Sometimes I decline tenants without even running a report or ever seeing their credit. In both cases, the breadwinner had a low-wage job, below $15 an hour, and the other adult was unemployed and had been for a while. At the level of income they had, they weren’t making the $900-something a week they needed to be able to afford the house they were looking at. I didn’t like telling them this, but both families had two options. Either find something a lot less expensive than my house, or get better jobs.
It stinks. I remember when I couldn’t afford to live in my cheapest rental. Obviously, I was capable of figuring it out, because I did. But when I’ve given marginal tenants a chance, it hasn’t worked out all that well. And there’s a difference between me and the people I’ve given a chance. Back when my weekly income was in the 800s, so was my credit score. That’s where credit score makes a difference. If you’re $100 short of what conventional wisdom says you can afford, good credit indicates you’re the type who will make sacrifices to come up with that $100 a month. Bad credit indicates you’re less likely to make sacrifices to come up with the $100.
That sums up what credit means to me as a landlord.
What if they offer you more money?
My buddy’s applicants offered to give him several months’ rent in advance, because they had savings. My immediate question was why they have credit scores in the 500s if they have savings. After all, I have a bad month from time to time. Maybe something happens and I don’t make what I normally make. Or I have an unexpected expense or three. When that happens, I pull money out of savings to pay the bills. It’s what the savings is there for. We call it “saving for a rainy day” for a reason.

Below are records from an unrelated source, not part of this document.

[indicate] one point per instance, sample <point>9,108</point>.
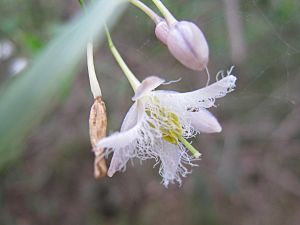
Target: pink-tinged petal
<point>204,121</point>
<point>201,98</point>
<point>147,85</point>
<point>131,118</point>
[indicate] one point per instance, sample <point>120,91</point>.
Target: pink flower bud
<point>186,42</point>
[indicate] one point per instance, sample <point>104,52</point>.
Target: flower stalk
<point>134,82</point>
<point>149,12</point>
<point>166,13</point>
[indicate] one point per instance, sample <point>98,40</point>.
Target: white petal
<point>134,142</point>
<point>147,85</point>
<point>131,118</point>
<point>202,98</point>
<point>204,121</point>
<point>173,160</point>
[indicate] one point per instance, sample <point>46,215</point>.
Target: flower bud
<point>186,42</point>
<point>98,126</point>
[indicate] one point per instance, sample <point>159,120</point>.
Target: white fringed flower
<point>158,124</point>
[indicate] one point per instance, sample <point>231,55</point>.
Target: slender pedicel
<point>166,13</point>
<point>134,82</point>
<point>156,18</point>
<point>95,87</point>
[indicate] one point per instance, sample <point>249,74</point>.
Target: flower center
<point>168,124</point>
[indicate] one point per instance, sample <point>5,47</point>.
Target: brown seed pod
<point>98,126</point>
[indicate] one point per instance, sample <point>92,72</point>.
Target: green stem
<point>166,13</point>
<point>156,18</point>
<point>194,151</point>
<point>95,87</point>
<point>134,82</point>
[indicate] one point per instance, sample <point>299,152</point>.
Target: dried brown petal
<point>98,126</point>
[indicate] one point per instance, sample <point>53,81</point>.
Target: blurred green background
<point>249,174</point>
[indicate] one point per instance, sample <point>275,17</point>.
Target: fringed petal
<point>204,121</point>
<point>202,98</point>
<point>147,85</point>
<point>131,118</point>
<point>173,159</point>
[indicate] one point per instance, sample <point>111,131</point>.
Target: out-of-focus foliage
<point>26,99</point>
<point>249,173</point>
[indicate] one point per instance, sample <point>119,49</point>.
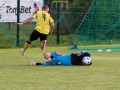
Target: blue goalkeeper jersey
<point>58,59</point>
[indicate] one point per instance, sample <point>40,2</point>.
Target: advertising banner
<point>8,9</point>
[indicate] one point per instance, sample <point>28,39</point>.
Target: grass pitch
<point>17,74</point>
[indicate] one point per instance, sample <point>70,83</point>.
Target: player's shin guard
<point>43,44</point>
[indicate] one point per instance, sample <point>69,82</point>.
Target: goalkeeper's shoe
<point>32,63</point>
<point>43,45</point>
<point>22,52</point>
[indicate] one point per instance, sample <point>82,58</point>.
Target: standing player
<point>44,26</point>
<point>54,58</point>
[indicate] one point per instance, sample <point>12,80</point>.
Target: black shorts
<point>35,35</point>
<point>76,58</point>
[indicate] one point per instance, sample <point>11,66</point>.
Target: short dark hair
<point>45,6</point>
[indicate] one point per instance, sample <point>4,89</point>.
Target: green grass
<point>17,74</point>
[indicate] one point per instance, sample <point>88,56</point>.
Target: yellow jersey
<point>43,22</point>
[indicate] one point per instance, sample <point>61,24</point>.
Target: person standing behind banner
<point>44,26</point>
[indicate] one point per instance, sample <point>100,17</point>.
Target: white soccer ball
<point>86,60</point>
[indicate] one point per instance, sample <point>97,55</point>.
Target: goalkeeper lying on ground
<point>54,58</point>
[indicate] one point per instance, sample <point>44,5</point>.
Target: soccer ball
<point>86,60</point>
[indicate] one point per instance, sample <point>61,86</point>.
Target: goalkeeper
<point>54,58</point>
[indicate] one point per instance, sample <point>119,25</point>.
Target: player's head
<point>47,55</point>
<point>86,60</point>
<point>45,8</point>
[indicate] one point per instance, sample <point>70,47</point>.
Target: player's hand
<point>20,23</point>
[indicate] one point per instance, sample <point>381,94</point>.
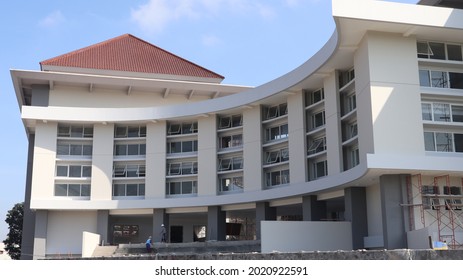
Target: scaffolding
<point>441,209</point>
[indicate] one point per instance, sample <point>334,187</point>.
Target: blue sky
<point>250,42</point>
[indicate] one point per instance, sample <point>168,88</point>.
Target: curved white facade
<point>356,133</point>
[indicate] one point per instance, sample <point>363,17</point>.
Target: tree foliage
<point>14,219</point>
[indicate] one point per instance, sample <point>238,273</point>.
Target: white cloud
<point>210,40</point>
<point>155,15</point>
<point>53,19</point>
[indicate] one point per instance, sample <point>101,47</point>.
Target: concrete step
<point>249,246</point>
<point>104,251</point>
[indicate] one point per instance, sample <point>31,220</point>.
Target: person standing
<point>149,245</point>
<point>163,234</point>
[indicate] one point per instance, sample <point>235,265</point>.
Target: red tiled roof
<point>129,53</point>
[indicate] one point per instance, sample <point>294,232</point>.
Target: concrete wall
<point>252,149</point>
<point>392,95</point>
<point>43,173</point>
<point>102,162</point>
<point>107,98</point>
<point>297,158</point>
<point>305,236</point>
<point>89,243</point>
<point>207,156</point>
<point>155,180</point>
<point>418,239</point>
<point>64,231</point>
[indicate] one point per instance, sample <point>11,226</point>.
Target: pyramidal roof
<point>130,54</point>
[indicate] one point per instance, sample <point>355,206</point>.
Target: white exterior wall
<point>102,162</point>
<point>388,102</point>
<point>297,158</point>
<point>252,150</point>
<point>155,180</point>
<point>65,228</point>
<point>43,176</point>
<point>207,156</point>
<point>299,236</point>
<point>112,98</point>
<point>332,126</point>
<point>374,213</point>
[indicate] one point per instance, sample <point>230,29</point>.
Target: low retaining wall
<point>403,254</point>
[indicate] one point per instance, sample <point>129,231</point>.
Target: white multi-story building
<point>124,137</point>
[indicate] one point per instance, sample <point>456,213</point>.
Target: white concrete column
<point>252,149</point>
<point>102,162</point>
<point>43,174</point>
<point>333,124</point>
<point>388,95</point>
<point>207,156</point>
<point>155,178</point>
<point>297,159</point>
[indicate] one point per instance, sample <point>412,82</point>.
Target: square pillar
<point>102,226</point>
<point>40,235</point>
<point>394,233</point>
<point>356,213</point>
<point>313,209</point>
<point>160,217</point>
<point>216,223</point>
<point>264,213</point>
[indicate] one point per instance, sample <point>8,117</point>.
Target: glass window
<point>62,171</point>
<point>76,150</point>
<point>458,143</point>
<point>187,168</point>
<point>85,190</point>
<point>77,131</point>
<point>132,149</point>
<point>175,187</point>
<point>273,157</point>
<point>320,169</point>
<point>86,171</point>
<point>237,163</point>
<point>174,169</point>
<point>187,187</point>
<point>132,189</point>
<point>61,190</point>
<point>64,131</point>
<point>224,122</point>
<point>439,79</point>
<point>456,80</point>
<point>423,49</point>
<point>429,144</point>
<point>75,171</point>
<point>318,119</point>
<point>237,120</point>
<point>457,113</point>
<point>73,190</point>
<point>424,78</point>
<point>133,131</point>
<point>187,147</point>
<point>142,149</point>
<point>438,50</point>
<point>426,111</point>
<point>454,52</point>
<point>175,147</point>
<point>121,131</point>
<point>444,142</point>
<point>141,189</point>
<point>441,112</point>
<point>225,164</point>
<point>119,190</point>
<point>62,149</point>
<point>87,150</point>
<point>120,150</point>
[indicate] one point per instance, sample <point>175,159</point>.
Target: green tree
<point>14,219</point>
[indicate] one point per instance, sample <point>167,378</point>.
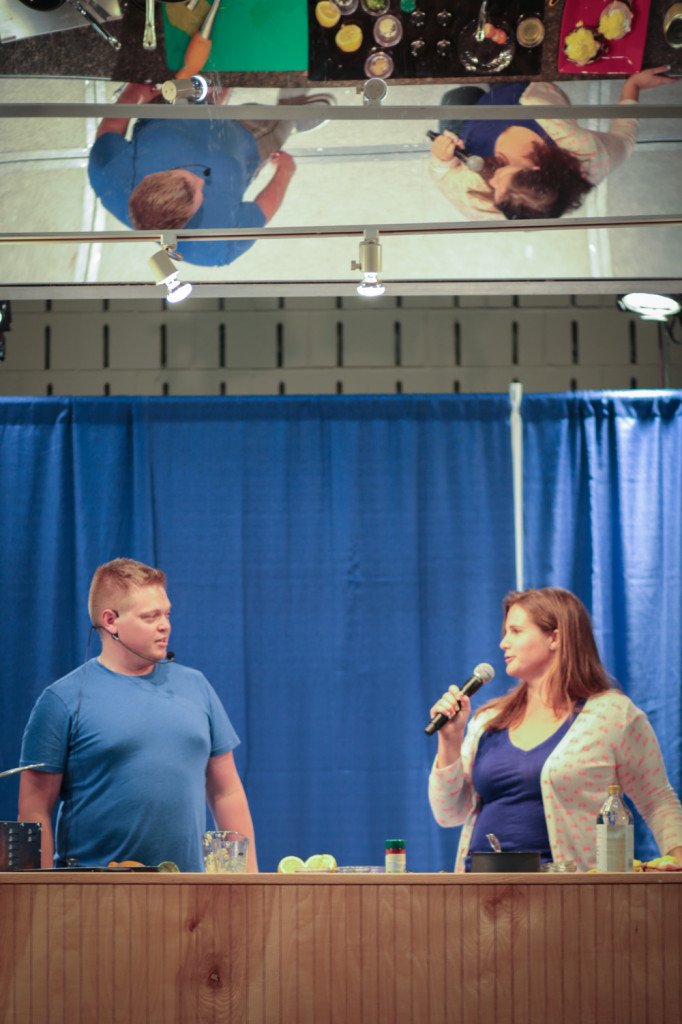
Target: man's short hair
<point>163,200</point>
<point>115,582</point>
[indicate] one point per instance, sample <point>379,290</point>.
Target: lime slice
<point>290,864</point>
<point>321,862</point>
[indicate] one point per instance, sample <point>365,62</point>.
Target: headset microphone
<point>170,655</point>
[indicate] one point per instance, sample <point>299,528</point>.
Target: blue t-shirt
<point>479,136</point>
<point>507,779</point>
<point>133,752</point>
<point>116,167</point>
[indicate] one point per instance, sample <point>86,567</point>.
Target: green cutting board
<point>249,35</point>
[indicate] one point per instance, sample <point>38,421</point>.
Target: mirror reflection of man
<point>176,173</point>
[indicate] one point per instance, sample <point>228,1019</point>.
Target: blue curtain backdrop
<point>602,489</point>
<point>333,564</point>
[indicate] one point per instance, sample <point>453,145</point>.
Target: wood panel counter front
<point>346,949</point>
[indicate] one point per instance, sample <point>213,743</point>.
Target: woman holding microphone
<point>535,766</point>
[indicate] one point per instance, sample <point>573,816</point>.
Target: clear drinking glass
<point>224,852</point>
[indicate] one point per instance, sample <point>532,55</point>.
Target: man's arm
<point>38,795</point>
<point>227,801</point>
<point>134,92</point>
<point>269,200</point>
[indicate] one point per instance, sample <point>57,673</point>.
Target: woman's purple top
<point>479,136</point>
<point>507,779</point>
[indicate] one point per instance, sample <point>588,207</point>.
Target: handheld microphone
<point>481,674</point>
<point>474,163</point>
<point>170,656</point>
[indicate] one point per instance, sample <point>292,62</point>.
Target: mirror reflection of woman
<point>541,168</point>
<point>535,766</point>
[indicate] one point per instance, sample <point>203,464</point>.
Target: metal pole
<point>516,425</point>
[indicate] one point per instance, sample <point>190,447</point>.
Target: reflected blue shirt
<point>117,166</point>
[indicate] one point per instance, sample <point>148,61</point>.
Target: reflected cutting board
<point>249,35</point>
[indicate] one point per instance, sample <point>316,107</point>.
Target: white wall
<point>328,346</point>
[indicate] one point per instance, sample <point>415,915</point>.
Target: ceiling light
<point>370,264</point>
<point>649,305</point>
<point>165,271</point>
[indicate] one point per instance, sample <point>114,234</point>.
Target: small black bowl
<point>510,860</point>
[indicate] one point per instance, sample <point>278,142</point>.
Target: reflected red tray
<point>624,56</point>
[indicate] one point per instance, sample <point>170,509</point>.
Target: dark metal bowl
<point>521,860</point>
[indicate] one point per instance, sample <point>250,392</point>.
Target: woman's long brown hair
<point>578,672</point>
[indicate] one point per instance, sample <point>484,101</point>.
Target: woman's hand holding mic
<point>442,146</point>
<point>452,733</point>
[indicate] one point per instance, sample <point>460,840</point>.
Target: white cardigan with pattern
<point>610,740</point>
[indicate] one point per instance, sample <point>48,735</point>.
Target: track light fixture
<point>165,271</point>
<point>370,264</point>
<point>649,305</point>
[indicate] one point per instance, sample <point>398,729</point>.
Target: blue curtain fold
<point>333,565</point>
<point>602,481</point>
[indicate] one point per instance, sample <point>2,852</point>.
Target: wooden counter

The conventional wisdom about this situation is that when you collect several months’ rent in advance, the tenant gets used to not paying rent and never gets used to paying it again. It sounds like a nice idea, but human nature keeps it from working more often than not.
A better option is to raise the monthly rent. The problem with this option is that if your inflated monthly rent exceeds your tenant’s weekly income, you can still throw the tenant’s budget out of whack.
The last resort option
My landlord buddy asked me if there was anything I could do for someone who didn’t have enough money or good enough credit. I said yes. Get a co-signer on the lease. The cosigner needs to be someone who makes double the rent every week and has a good credit score. In other words, a financial superstar. Why? Because there’s a chance they’ll end up paying two families’ housing expenses.
I’ve always been a bit surprised just how many people can come up with a financial superstar to co-sign for them. Not everyone can, but more than I thought. I always prefer someone who can pay their own way. But when you need to make something work, a cosigner is a way to do that.
But given a choice between someone who can pay their own way or who needs a cosigner, I’d prefer someone who can pay their own way. In my experience, people who pay for things with their own money take better care of them.